Все элементы его стилистики, как видим, известны и даже врываются в текст знакомой «метелью» слов. И все-таки это — в целом — совершенно новое и удивительное текстовое явление. После тяжеловесной, мощной, буйной густоты И.
Бабеля и Вс. Иванова, после Серафимовича, Фадеева и Малышкина, после прозаиков 20-х годов, смотревших на мир в тысячи увеличительных стекол и бросавших на общий абрис эпохи детали невероятной интенсивности, — после этой густоты и пластичности Островский с его податливой стилистикой кажется бесплотным, воздушным — как бы вовсе нематериальным.
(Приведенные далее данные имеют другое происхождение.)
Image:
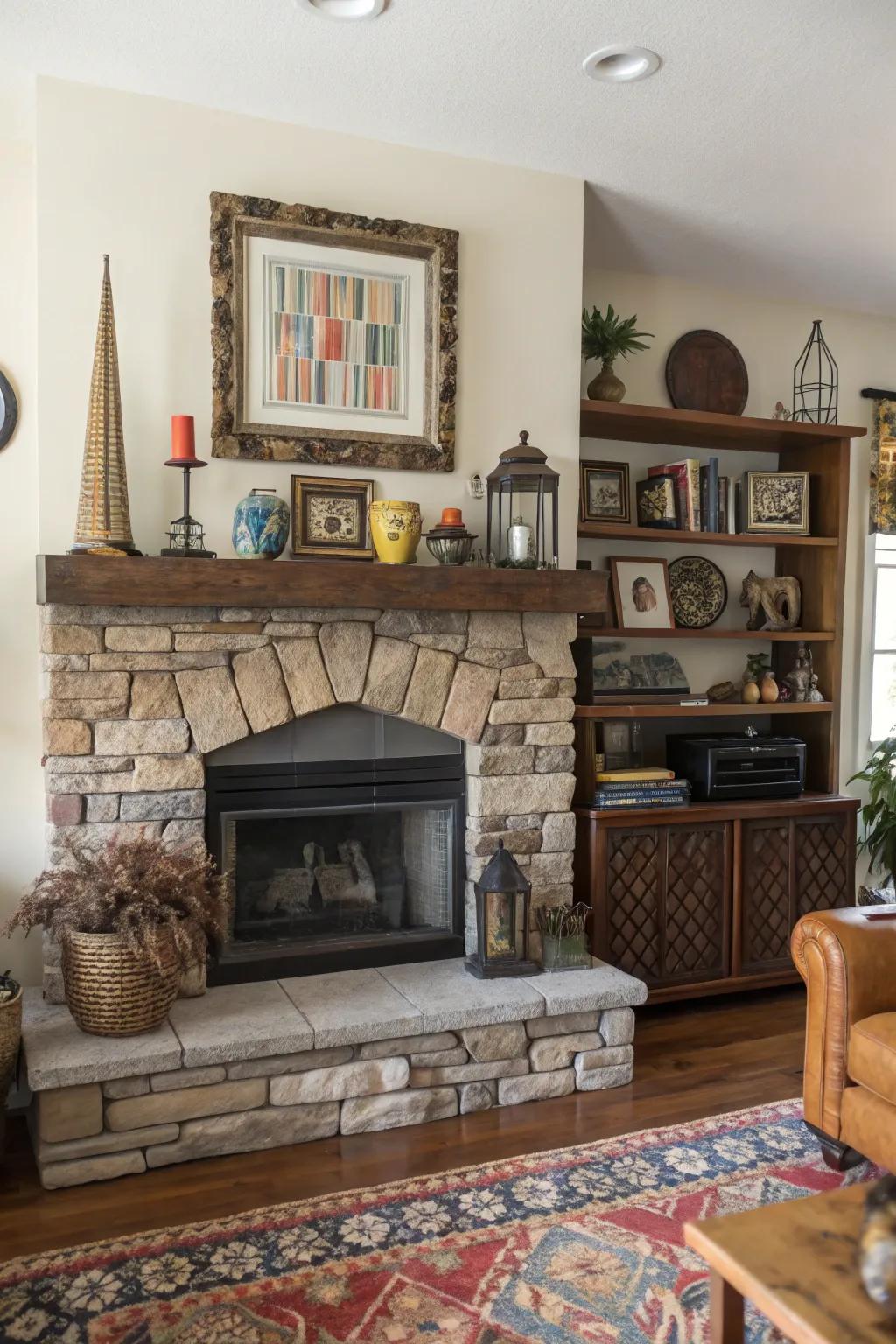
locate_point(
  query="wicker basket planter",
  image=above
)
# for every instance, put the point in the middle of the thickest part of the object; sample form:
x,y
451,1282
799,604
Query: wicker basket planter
x,y
110,990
Он идет в своем стиле точно за событием, за сюжетом, за эпохой, и стилистика его мгновенно простодушно меняется, отражая малейшие колебания внутреннего духовного пути. Он интуитивно улавливает всеобщую безусловную черту нового художественного мышления: смешение разнородных начал, сочленение несочленимого, смешение разорванного.
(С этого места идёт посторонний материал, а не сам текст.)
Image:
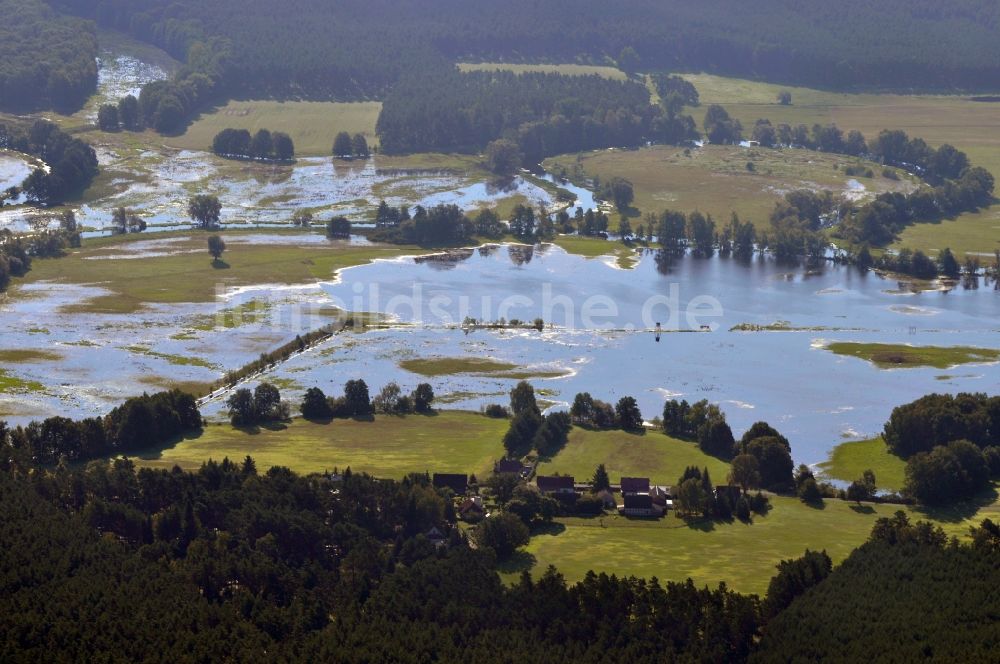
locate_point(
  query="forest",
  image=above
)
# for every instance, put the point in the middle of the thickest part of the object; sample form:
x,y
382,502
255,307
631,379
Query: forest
x,y
72,163
232,561
354,48
47,60
545,114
Но самое это смешение разнородного приобретает у Островского новое качество; он нащупывает не «стиль», но разгадку того, что этот стиль порождает, — само новое соотношение человеческого, личного сознания и беспредельной революционной стихии.
Первое общее ощущение от «бесстильного» текста Н. Островского ощущение скорости. Ворвался, понесся, побежал, устремился, налетел, сорвался с места, закружился, заплясал, заметался, круто повернул, оборвал шаг… Ни мгновенья покоя. Ритм стремительной, лихорадочной спешки, скорость предельная, безостановочное выкладывание сил. Корчагин «спешит жить». Спешит сам и других подгоняет. Эта спешка даже не рассчитана во времени, не привязана ко времени — здесь скорость потеряла самое ощущение времени. Время уплотнилось, сжалось, исчезло. Мы увидим далее, что это ощущение, при котором как бы уже нет времени и пространства,[2] а есть лишь вытеснившее их движение и действие, — имеет решающий смысл в философском плане; но в данный момент меня интересует Моя задача — показать, что «недостатки» суть неизбежное продолжение достоинств. Ощущение спрессованного времени создается у Островского не только и не столько даже глаголами действия, сколько строением текста. Самый взгляд, самый тип зрения — предполагает и готовит это всезаполняющее движение.